The idea is to wrap everything in a dockerfile and have two scripts: one that builds the docker image from your dockerfile, the other that speciies what needs to be run when one runs your docker image.

Summary

Here is the overall point-of-view of what you will end up with :)

  • A folder named as the targeted language (in my case elixir and another folder for erlang).
  • The language folder contains two files (Dockerfile and build-and-run.sh) and a folder (data).
  • The folder data contains all the files that you need to run your example (script files, resources, whatever), and start.sh specify how to start your example. Some languages can have fancy way to run one of their program, and you want to hide this, encapsulate it.
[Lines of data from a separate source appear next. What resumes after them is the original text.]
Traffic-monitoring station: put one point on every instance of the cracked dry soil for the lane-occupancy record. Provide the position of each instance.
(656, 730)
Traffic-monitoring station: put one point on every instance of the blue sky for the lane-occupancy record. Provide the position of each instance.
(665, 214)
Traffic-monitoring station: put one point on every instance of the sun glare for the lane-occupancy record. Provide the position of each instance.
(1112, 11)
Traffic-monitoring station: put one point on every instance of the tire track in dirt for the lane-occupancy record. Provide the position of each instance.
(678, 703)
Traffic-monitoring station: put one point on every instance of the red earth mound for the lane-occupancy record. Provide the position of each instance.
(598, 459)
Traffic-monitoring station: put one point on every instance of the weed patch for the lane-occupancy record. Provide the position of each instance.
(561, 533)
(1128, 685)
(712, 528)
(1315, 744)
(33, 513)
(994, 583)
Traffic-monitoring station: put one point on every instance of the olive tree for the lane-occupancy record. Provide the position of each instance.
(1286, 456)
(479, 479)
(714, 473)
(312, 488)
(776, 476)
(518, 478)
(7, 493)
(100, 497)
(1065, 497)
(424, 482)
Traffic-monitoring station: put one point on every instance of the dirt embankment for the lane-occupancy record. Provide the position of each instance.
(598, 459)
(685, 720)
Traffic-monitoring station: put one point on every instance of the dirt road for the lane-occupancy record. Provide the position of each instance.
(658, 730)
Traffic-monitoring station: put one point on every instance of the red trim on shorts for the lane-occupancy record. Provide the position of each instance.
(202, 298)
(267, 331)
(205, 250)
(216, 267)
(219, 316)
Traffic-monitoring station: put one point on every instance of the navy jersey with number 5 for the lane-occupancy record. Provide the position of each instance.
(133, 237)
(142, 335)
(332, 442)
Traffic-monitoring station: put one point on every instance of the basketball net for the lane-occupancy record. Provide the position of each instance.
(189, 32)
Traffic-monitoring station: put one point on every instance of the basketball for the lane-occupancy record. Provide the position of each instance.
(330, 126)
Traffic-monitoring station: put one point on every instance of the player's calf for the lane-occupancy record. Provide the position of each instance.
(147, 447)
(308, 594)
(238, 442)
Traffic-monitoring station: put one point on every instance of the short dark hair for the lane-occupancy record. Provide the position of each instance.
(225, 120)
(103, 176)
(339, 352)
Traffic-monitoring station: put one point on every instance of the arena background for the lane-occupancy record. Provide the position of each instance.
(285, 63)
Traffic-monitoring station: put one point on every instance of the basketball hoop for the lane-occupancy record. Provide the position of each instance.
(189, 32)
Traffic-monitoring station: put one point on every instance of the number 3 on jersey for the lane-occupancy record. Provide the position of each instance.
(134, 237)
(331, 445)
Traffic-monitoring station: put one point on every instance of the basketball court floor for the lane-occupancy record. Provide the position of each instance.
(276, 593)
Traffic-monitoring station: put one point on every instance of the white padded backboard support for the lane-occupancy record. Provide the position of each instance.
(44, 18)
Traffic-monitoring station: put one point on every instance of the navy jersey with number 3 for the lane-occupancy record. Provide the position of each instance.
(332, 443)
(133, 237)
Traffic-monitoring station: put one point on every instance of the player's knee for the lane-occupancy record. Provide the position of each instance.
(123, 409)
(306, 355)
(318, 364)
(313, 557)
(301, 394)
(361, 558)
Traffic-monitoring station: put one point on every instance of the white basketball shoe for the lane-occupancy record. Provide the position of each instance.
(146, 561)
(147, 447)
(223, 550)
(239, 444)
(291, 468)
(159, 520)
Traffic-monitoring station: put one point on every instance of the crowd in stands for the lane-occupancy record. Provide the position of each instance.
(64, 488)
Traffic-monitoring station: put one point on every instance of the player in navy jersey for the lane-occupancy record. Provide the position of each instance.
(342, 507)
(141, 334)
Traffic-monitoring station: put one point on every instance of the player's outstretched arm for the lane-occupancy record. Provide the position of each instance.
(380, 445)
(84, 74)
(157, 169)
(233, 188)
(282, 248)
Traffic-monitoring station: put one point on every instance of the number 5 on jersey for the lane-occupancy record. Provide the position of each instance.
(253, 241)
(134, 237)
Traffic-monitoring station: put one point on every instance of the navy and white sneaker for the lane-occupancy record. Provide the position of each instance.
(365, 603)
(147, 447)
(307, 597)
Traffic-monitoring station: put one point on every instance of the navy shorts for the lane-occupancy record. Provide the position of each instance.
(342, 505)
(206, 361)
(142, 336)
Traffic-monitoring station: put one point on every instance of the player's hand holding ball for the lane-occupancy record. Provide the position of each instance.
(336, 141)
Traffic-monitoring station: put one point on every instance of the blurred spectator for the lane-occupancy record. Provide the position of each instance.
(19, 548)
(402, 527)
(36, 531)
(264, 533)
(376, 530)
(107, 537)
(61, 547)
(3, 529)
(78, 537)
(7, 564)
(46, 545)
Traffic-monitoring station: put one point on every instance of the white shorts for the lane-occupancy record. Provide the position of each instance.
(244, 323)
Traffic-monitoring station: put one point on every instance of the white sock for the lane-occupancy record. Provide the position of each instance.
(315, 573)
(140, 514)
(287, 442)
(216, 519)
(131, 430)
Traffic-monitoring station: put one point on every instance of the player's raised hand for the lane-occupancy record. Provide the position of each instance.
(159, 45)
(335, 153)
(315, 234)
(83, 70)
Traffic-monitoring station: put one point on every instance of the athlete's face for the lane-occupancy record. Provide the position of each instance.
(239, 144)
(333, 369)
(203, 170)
You will find the hierarchy inside this repository. You can obviously use this repository as a base by forking/downloading it ;).

Write a dockerfile

The Dockerfile will copy, add, download, everything that needs to be done to have a properly set-up environment to run a program in your targeted language.

  • Easy way: Look for dockerhub XXX where XXX is the langage you want to work with. It is most likely that you will find a docker image in docker hub for your language.
  • Hard way: if you can't find such docker image, you will need to manually wrap the runtime and all that is needed to run your program. I can help with that :).

In my case, I had to use elixir, and found this docker image. Sweet \o/ To avoid to execute the command that the image elixir specified (here it starts the elixir shell), I wrote a dockerfile that :

    1. extends the elixir image, that does the black-magic to set-up a functionning elixir environment,
    1. adds the necessary files for my program to work,
    1. specifies the script that will be run, once one starts the image

Here is an example of a Dockerfile that uses elixir, copies whatever is inside the local data folder into a /data folder inside the final docker image, and specify the script ./start-elixir-script.sh that need to be run when one start the image. This is a generic dockerfile and can easily be tuned to match your needs.

FROM elixir

COPY data/ /data
WORKDIR /data

ENTRYPOINT ./start.sh
CMD /bin/bash

Write the start script

This is most likely straightforward and will depend on the language you are using. In my case, I just need to call the elixir executable that was added by the docker image elixir that I extended. Here is the content:

elixir hackhaton_2020_elixir.exs

Write a tiny helper

I wrote a build-and-run.sh script that build my image, and starts it. This is really basic, but by doing so, to reproduce my results, you just have to get my files, type ./build-and-run.sh, and that it is. The docker image is built, the environment set-up, the program started \o.